The Tony Award-winning musical Rent premiered in 1996.
At the time, it was a new rock musical by little-known author Jonathan Larson, performed in a small off-Broadway theater.
But nearly 30 years later, director Marisa Hebert is hoping to re-enjoy audiences by retelling the story that became an internationally acclaimed musical.
“I always keep in mind that if something is more than 20 years old, you're allowed to change the concept,” Hebert said. “Toward that, I gave the designers a very clear path. I said, 'Let's take everything we know about 'Rent' and break it up.” We don't want people coming in thinking they're going to get the same “rent” as they were in the early to mid-1990s. So we really worked on the concept of telling the story of RENT, but forcing it into a different visual that people weren't used to. ”
The Colorado Springs Fine Arts Center will open Thursday night and perform “Rent” throughout May. The story, loosely based on Puccini's La Bohème, follows a group of young artists struggling to survive on New York's Lower East Side in the shadow of the 1990s HIV/AIDS crisis. Masu. Featuring a cast of couples, the characters overcome love, loss, and grief.

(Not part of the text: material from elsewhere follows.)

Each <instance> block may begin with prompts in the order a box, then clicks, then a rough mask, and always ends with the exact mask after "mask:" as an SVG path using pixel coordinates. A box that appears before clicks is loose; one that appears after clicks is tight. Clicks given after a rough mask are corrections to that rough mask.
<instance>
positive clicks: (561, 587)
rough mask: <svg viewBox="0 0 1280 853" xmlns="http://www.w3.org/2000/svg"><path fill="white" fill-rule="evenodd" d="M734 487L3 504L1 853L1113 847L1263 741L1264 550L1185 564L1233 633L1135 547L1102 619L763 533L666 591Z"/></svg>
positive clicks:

“I've loved this show forever, and directing this show was just a big, long love story about the last few weeks of my life, the cast, the team, and the music.” “I spend eight hours a day listening to incredible music with incredible people. I feel like it's a gift,” Ebert said.
In directing the show, Ebert did a lot of research into creating musicals and documentaries about the AIDS crisis. Hébert said the raw nature of the activity inspired the play's direction.
“It felt very similar to the feel of graphic novels today, where you tell a story pane by pane,” Ebert says. “I kind of went down the rabbit hole of what would happen if I took Rent and put it into a graphic novel?” And that's what I told the design team. …So we actually took some liberties to make it feel more like a graphic version of Rent than an operatic or industrial version. ”
Overall, Hébert wants to tell a story of community and love.
“I especially hope that viewers don't see this as a queer story, or a brown story, or a story about drugs, but instead just see it as a community of people who found each other and created a family of their own. And everything else. Despite this, we chose to love each other,” Hebert said.